In fact, one of my criticisms of the Prices Advisory Body is that some of their sittings are held in private, and some of the evidence that is put before them about profits and prices and production costs is never made public. But, despite that fact, despite the fact that I think the Prices Advisory Body should be improved by being made even more public, I think it would be a retrograde step if it were to be abolished and if we were to go back to the methods previously applied, whereby price regulation was done by the Prices Section of the Department of Industry and Commerce. I make this point because the possibility was freely canvassed before the last Government came in that the present Minister for Industry and Commerce was contemplating abolishing the Prices Advisory Body and replacing it by the previous and considerably less satisfactory mechanism, the Prices Section of his own Department. For that reason I think it is necessary to make that point now.

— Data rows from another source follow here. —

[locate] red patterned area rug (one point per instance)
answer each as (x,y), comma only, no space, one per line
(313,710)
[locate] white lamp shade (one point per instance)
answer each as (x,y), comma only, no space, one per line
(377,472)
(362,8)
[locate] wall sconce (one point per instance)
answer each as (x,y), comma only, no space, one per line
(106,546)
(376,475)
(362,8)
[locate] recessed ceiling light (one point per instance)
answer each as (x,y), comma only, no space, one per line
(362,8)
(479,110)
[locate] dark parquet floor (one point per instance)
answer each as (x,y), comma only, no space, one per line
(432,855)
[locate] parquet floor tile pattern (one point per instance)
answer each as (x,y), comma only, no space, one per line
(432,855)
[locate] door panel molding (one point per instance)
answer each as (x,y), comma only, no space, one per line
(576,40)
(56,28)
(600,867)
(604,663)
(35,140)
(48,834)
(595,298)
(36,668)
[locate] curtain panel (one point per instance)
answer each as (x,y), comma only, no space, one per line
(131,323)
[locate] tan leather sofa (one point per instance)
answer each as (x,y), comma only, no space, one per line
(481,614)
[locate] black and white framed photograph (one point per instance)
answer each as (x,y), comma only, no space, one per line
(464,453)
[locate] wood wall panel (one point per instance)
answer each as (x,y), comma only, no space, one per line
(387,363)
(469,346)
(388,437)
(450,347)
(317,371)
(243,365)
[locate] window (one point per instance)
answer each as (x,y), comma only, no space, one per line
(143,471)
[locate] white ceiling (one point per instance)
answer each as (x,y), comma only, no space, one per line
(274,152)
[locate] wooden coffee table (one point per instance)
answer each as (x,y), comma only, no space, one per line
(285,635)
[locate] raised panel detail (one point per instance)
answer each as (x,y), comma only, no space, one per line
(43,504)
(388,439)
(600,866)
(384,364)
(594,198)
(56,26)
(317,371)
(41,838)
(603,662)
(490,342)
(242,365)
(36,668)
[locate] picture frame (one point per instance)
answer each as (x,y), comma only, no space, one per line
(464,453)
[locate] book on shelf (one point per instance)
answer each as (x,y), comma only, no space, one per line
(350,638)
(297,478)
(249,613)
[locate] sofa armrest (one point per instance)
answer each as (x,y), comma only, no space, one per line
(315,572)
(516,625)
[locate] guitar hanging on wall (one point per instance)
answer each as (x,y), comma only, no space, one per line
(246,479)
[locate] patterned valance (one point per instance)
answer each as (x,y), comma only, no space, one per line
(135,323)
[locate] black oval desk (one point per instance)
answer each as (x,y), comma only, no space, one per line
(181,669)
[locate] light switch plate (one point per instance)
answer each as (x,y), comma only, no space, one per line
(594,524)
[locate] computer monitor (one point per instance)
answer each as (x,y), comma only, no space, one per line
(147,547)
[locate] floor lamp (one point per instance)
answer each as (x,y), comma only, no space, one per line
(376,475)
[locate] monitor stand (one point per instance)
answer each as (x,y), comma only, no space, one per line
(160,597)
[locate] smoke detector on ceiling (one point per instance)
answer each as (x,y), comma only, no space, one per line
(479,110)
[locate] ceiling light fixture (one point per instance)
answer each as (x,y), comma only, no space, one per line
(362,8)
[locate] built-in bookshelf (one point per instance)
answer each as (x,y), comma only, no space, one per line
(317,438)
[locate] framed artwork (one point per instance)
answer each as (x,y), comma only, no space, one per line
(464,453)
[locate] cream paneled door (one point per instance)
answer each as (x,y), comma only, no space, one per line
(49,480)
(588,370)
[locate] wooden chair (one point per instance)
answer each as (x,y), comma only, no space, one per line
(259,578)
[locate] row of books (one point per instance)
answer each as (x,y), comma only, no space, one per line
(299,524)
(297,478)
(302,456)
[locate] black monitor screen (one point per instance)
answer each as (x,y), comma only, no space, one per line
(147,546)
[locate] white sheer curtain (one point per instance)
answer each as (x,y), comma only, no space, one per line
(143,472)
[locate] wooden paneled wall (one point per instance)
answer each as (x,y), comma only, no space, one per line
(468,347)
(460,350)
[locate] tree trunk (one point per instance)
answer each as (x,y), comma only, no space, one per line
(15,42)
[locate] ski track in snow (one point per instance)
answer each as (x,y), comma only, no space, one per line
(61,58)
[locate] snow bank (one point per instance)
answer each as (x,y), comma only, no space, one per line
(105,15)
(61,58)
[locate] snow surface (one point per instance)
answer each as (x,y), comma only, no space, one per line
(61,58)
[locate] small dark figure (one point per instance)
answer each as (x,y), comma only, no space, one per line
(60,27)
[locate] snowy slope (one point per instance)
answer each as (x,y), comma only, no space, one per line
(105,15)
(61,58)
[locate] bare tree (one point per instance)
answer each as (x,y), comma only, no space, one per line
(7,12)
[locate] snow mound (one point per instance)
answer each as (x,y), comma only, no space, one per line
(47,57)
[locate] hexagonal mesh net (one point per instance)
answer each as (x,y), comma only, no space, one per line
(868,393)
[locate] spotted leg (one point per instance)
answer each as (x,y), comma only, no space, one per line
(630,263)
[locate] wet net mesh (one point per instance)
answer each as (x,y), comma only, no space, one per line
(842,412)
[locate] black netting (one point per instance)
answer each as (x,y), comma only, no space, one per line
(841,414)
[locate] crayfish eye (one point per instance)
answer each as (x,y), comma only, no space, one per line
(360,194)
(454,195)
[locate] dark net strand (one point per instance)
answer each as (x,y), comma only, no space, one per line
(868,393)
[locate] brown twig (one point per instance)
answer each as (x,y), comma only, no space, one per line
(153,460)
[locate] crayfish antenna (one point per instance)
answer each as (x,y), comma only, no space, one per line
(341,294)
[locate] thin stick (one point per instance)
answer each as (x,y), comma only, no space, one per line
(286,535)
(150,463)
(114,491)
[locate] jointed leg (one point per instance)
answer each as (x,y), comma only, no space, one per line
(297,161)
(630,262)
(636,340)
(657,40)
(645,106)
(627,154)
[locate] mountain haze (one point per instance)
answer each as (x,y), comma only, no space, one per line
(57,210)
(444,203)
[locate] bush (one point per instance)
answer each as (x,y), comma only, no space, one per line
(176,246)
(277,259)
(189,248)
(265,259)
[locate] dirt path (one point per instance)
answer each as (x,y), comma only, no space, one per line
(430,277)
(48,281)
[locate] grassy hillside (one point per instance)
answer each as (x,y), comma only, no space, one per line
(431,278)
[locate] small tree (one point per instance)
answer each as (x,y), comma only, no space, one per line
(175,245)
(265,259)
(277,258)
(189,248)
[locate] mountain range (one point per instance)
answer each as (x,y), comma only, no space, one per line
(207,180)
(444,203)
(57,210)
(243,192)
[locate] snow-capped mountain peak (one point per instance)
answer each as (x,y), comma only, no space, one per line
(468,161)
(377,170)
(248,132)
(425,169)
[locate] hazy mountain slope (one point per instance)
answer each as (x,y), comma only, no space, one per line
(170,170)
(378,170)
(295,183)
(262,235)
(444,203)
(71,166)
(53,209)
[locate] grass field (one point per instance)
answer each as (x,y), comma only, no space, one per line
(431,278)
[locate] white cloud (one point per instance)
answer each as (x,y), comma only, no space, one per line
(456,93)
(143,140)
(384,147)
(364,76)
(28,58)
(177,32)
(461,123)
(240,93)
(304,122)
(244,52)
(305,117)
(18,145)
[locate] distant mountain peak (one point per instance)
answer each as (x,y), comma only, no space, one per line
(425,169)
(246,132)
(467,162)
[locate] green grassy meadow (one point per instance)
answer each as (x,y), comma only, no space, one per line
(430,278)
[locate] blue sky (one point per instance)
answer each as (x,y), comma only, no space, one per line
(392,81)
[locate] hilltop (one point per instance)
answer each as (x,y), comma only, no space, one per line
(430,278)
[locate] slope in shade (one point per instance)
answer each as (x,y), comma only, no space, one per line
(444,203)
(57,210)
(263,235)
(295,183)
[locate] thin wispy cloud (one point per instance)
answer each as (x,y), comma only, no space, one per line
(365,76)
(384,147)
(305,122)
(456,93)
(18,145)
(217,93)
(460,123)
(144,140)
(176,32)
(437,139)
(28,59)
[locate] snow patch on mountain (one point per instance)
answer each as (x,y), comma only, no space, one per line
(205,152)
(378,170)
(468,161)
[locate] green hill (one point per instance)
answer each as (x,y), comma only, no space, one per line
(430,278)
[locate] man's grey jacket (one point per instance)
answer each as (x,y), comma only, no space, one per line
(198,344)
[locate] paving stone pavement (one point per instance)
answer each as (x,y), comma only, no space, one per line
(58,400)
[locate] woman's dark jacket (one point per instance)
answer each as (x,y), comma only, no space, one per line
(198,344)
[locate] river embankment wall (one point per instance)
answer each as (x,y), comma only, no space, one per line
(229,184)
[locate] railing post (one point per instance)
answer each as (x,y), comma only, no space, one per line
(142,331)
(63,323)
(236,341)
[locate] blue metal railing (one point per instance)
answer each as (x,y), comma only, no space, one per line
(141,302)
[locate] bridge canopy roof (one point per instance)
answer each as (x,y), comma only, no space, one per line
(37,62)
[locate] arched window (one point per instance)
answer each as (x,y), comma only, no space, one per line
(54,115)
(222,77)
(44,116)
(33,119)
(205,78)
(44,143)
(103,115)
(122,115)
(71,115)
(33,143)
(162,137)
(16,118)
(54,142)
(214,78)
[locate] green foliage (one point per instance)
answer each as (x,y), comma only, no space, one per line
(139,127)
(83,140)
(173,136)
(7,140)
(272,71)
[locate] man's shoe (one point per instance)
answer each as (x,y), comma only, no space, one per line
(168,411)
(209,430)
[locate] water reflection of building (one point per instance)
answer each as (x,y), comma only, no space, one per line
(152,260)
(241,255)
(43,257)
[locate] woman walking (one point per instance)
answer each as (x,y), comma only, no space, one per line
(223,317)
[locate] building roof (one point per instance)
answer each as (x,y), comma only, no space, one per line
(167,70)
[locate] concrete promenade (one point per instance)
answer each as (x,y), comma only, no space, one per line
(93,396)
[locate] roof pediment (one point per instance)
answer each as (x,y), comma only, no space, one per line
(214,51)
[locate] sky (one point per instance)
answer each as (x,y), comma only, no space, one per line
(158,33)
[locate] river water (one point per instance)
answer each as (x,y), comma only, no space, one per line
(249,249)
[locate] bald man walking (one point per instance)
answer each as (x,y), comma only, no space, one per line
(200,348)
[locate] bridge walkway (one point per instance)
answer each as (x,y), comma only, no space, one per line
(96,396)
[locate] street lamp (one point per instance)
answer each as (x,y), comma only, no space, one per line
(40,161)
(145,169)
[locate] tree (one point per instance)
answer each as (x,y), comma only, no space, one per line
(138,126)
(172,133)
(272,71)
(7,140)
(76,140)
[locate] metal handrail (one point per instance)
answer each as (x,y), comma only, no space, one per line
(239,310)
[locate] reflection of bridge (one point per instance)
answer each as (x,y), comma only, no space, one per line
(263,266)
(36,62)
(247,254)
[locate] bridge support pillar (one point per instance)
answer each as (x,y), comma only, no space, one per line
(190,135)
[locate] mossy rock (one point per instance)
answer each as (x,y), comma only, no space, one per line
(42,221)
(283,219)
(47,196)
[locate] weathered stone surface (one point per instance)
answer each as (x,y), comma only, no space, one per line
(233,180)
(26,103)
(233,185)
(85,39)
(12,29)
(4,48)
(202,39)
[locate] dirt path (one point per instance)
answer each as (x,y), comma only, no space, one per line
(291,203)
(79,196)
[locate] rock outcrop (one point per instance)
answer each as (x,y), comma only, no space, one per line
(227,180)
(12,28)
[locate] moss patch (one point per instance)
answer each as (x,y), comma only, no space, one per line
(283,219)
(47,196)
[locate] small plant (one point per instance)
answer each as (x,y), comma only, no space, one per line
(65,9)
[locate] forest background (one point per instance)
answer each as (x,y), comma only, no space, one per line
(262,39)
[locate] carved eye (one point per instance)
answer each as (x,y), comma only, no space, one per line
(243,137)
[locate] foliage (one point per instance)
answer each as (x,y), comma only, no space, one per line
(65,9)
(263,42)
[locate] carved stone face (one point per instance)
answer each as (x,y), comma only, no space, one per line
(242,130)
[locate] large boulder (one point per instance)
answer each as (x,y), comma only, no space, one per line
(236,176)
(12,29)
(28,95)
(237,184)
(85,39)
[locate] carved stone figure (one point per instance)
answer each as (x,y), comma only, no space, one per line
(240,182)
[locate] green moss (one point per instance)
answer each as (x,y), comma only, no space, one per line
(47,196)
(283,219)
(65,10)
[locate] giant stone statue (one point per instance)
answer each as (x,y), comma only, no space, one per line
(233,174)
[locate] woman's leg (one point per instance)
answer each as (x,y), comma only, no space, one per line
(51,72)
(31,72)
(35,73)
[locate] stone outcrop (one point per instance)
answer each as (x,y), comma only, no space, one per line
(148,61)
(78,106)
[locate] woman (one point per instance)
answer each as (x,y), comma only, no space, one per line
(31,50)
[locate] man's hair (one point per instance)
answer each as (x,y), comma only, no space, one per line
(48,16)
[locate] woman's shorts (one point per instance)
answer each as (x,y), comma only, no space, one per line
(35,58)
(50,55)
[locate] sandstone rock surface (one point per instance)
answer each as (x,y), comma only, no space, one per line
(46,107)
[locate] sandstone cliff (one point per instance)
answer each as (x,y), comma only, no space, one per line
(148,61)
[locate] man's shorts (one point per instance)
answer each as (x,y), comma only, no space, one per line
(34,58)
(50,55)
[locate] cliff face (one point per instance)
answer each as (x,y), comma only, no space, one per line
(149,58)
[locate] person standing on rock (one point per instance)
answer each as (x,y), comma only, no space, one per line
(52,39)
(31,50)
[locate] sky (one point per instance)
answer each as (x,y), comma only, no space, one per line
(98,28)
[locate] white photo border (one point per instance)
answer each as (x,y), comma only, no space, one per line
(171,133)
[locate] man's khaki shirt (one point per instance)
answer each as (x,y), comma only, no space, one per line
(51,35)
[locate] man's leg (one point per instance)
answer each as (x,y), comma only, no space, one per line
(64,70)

The other point I want to make is that I think we have all become aware of the very direct effect upon the costs of many commodities, foodstuffs in particular, of the recommendations of the Fair Trade Commission. In particular I am thinking of their recommendations on pricing and supply of goods in the grocery trade. We have all become aware of a considerable drop in the price of many groceries, due, in my opinion, directly to the work of the Fair Trade Commission and its report. In that, I think we have an example of what can be done in practice to bring down prices. I should like, therefore, very strongly to urge upon the Minister the necessity for maintaining both the Prices Advisory Body and the Fair Trade Commission. The Fair Trade Commission having as its principal aim the insistence that in the trades which come under its survey real competition, price competition, shall obtain, it will be, in my opinion, always both immediately and ultimately to the benefit of the consumer.